Adeosun said the new duty rate on tobacco was a combination of the existing ad-valorem base rate and specific rate while the ad valorem rate was replaced with a specific rate for alcoholic beverages.

She said that under the new rates for tobacco, in addition to the 20 per cent ad-valorem rate, each stick of cigarette will attract one naira specific rate per stick; that is N20 per pack of 20 sticks in 2018.

She said that in 2019, tobacco will attract N2 specific rate per stick or N40 per pack of 20 sticks.

The minister said that by 2020, tobacco would begin to attract N2.90 kobo specific rate per stick or N58 per pack of 20 sticks.

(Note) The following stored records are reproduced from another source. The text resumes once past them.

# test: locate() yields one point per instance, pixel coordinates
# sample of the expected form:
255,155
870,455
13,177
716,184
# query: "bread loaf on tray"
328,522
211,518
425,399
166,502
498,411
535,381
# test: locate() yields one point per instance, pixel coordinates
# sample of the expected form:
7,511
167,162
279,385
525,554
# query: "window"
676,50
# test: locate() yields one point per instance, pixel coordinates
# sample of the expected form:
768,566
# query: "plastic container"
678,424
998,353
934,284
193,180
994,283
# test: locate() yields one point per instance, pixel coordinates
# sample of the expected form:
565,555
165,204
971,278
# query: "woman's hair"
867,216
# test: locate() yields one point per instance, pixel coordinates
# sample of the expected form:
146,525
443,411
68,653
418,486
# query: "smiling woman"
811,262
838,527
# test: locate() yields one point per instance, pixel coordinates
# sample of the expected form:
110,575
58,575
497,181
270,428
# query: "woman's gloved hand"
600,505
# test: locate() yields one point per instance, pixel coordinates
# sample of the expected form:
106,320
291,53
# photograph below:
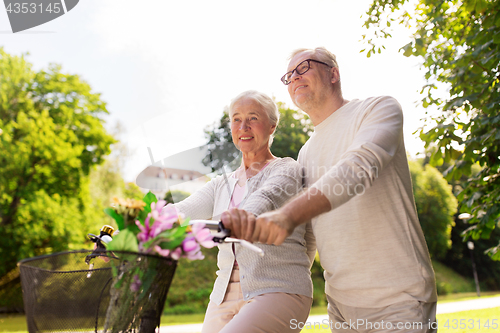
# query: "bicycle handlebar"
222,235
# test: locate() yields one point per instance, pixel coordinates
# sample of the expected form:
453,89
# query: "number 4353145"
471,324
33,8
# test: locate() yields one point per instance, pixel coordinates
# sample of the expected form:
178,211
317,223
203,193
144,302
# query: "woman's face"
250,126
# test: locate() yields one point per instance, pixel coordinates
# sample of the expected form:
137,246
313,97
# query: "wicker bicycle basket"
124,292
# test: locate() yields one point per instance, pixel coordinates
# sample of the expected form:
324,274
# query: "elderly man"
359,196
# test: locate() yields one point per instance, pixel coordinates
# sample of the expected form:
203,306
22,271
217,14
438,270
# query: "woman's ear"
273,129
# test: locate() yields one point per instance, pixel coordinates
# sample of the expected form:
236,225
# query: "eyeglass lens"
301,69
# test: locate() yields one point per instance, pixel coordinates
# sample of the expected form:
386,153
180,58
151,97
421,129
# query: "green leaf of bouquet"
148,199
170,245
117,217
124,241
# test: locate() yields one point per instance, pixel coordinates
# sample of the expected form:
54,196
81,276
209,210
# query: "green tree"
459,44
292,132
52,137
436,207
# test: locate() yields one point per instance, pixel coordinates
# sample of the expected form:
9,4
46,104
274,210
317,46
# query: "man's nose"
244,125
294,75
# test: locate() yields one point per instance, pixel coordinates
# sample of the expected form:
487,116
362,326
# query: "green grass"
17,323
475,321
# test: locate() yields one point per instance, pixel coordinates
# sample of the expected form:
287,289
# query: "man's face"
308,90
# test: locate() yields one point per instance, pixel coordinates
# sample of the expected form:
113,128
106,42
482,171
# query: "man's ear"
335,74
273,129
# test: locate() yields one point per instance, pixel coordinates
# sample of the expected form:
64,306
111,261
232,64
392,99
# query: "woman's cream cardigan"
284,268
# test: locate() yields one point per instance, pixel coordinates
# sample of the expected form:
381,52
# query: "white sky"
168,68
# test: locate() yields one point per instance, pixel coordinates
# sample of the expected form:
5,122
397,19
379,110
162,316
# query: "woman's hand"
240,222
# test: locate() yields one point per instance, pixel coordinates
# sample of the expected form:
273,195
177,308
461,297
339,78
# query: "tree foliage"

Adeosun explained that Nigeria’s cumulative specific excise duty rate for tobacco was 23.2 per cent of the price of the most sold brand.

This is as against 38.14 per cent in Algeria, 36.52 per cent in South Africa and 30 per cent in Gambia.

She said also that the new specific excise duty rate for alcoholic beverages cut across beer and stout, wines and spirits for the three years, 2018 to 2020.

Under the new regime, beer and stout will attract 0.30k per centilitre (Cl) in 2018 and 0.35k per Cl each in 2019 and 2020.

Wines will attract N1.25k per Cl in 2018 and N1.50k per Cl each in 2019 and 2020, while N1.50k per Cl was approved for spirits in 2018, N1.75k per Cl in 2019 and N2 per Cl in 2020.

The Director-General, Consumer Protection Council (CPC), Babatunde Irukera, said the decision to increase the excise duty on these commodities was consistent with prevailing global practices.